In Motion: The Experience of Travel by Tony Hiss defies classification. Ostensibly it’s about travel, and it is, especially about what Hiss dubs “Deep Travel”. But Hiss is a talented writer and has an inquiring mind such that his book works much like Montaigne’s Essays: wondering here and there around a common theme. In some authors, of course, this can prove irksome and off-putting, but in this book, I gladly found myself following Hiss’s detours and by-ways as we explored Deep Travel.
Hiss doesn’t ever
definitely define Deep Travel, but this is another potential defect that
signals that the search is still underway. As a preliminary, we can say that
Deep Travel is that journey, around the corner or around the world that alters
our consciousness. Our mind, in its structures and perceptions, alters as we
face a new landscape. Thus, while walking home during the 2003 NYC blackout,
the hyper-city of NY alters without the flow of electricity, and Hiss experiences
views and perspectives that he’d never encountered before. He also draws on the
work of others, such as Patrick Leigh Fermor, whose meditation from a bridge
crossing a river in the Balkans provides a verbal portrait of this same type of
experience. Hiss transitions from experiences of travel as such into
psychology, beginning with the great fountainhead of American psychology, William
James, and then drawing upon the more recent insights of the late Edward S.
Reed, an “ecological psychologist”. Indeed, a list of psychologists, anthropologist,
paleontologists, and other writers and thinkers could go on for some length.

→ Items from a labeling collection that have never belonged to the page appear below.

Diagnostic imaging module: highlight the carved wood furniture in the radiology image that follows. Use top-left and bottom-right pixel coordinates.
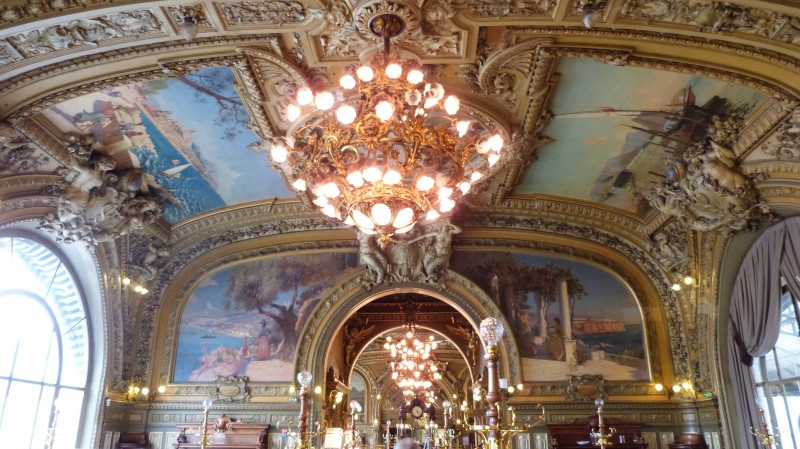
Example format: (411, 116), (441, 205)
(669, 432), (708, 449)
(116, 432), (150, 449)
(547, 415), (647, 449)
(172, 422), (269, 449)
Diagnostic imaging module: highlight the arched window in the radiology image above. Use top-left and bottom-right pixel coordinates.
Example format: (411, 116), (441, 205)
(0, 237), (90, 449)
(753, 290), (800, 449)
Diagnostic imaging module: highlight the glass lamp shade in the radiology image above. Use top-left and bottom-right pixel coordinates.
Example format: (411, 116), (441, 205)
(297, 371), (313, 388)
(480, 317), (506, 346)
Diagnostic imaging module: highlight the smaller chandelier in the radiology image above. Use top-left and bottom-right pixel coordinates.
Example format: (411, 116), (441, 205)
(383, 325), (442, 399)
(271, 14), (504, 238)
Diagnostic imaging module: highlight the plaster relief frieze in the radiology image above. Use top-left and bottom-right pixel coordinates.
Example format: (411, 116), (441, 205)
(40, 136), (161, 246)
(6, 10), (164, 59)
(217, 0), (311, 28)
(648, 220), (689, 273)
(315, 1), (467, 61)
(646, 116), (772, 233)
(467, 0), (558, 18)
(761, 107), (800, 161)
(0, 0), (108, 25)
(619, 0), (800, 45)
(0, 122), (50, 176)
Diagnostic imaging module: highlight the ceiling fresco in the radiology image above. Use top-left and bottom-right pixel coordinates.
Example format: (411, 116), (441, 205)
(515, 58), (768, 215)
(42, 67), (294, 224)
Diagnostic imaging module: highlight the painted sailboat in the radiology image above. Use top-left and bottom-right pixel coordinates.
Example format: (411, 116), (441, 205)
(161, 164), (192, 178)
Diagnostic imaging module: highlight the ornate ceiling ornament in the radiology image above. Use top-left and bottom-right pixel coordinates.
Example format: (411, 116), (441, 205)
(761, 107), (800, 160)
(5, 10), (164, 58)
(646, 117), (773, 233)
(219, 0), (311, 28)
(619, 0), (800, 44)
(40, 136), (161, 246)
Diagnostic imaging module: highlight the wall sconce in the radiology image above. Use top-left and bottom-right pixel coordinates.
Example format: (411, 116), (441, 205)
(671, 274), (694, 292)
(121, 276), (150, 295)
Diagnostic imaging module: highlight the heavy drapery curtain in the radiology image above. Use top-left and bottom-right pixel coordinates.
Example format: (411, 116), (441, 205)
(728, 218), (800, 449)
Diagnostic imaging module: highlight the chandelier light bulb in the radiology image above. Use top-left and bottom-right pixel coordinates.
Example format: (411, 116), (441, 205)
(417, 176), (436, 192)
(292, 178), (306, 192)
(336, 104), (356, 125)
(322, 182), (341, 198)
(286, 104), (300, 122)
(439, 198), (456, 214)
(456, 120), (469, 137)
(339, 74), (356, 90)
(383, 170), (403, 186)
(297, 87), (314, 106)
(314, 91), (334, 111)
(375, 101), (394, 122)
(370, 203), (392, 226)
(270, 145), (289, 164)
(346, 171), (364, 188)
(361, 167), (383, 182)
(386, 63), (403, 80)
(406, 69), (425, 84)
(353, 209), (375, 230)
(444, 95), (461, 115)
(356, 65), (375, 83)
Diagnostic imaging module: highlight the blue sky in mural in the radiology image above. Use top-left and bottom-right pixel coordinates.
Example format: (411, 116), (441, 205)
(514, 58), (768, 215)
(39, 67), (294, 223)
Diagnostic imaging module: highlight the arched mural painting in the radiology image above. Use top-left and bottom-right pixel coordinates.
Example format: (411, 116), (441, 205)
(179, 253), (357, 382)
(451, 251), (650, 382)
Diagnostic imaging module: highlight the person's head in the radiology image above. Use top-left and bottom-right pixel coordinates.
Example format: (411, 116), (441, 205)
(394, 438), (420, 449)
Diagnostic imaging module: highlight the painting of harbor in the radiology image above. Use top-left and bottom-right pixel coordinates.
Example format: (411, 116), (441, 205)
(179, 253), (357, 383)
(451, 251), (650, 382)
(515, 58), (768, 215)
(43, 67), (293, 223)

Hiss explores here and there ideas as they occur to him. Hiss uses places with
similar abandon for launching his insights: New Jersey swamps, NYC streets, Balkan
Rivers, the primeval African savannah: so many references to place and ideas
makes this into a buffet of ideas.
A lot of the
latter part of the book concerns human origins and how we developed our brains
that allows the psychology of Deep Travel to develop. Hiss argues that along
with concentrated attention, daydreaming, and flow, humans developed a “wide-angle
awareness” that allows us to scan and consider our environment with the use of
our bi-pedal stance and stereoscopic vision. He relates this to the way cats
can leisurely pause to wait for prey to place themselves in a position of
exposure; that is, not ready to pounce and not indifferent, but widely alert,
something called SMR (sensorimotor rhythm). (EEG leads on cat skulls first gave
us this insight—I love the image.) One riff that Hiss takes on this is that exploring
for knowledge, such as of place, has a built-in pleasure reward (like sex and
food) that promotes such behavior.
It’s difficult
to review this work because its ideas are so many and diverse as they array
around this general topic. For some, this is a hindrance (see William Dalrymple’s
critique in his NYT review), but for me, with Montaigne as a model and
sufficient rewards for following Hiss’s curiosity, I really enjoyed the book. I
highly recommend it to anyone who has the curiosity to follow him around in
this journey of a book—and who has a yen to experience Deep Travel.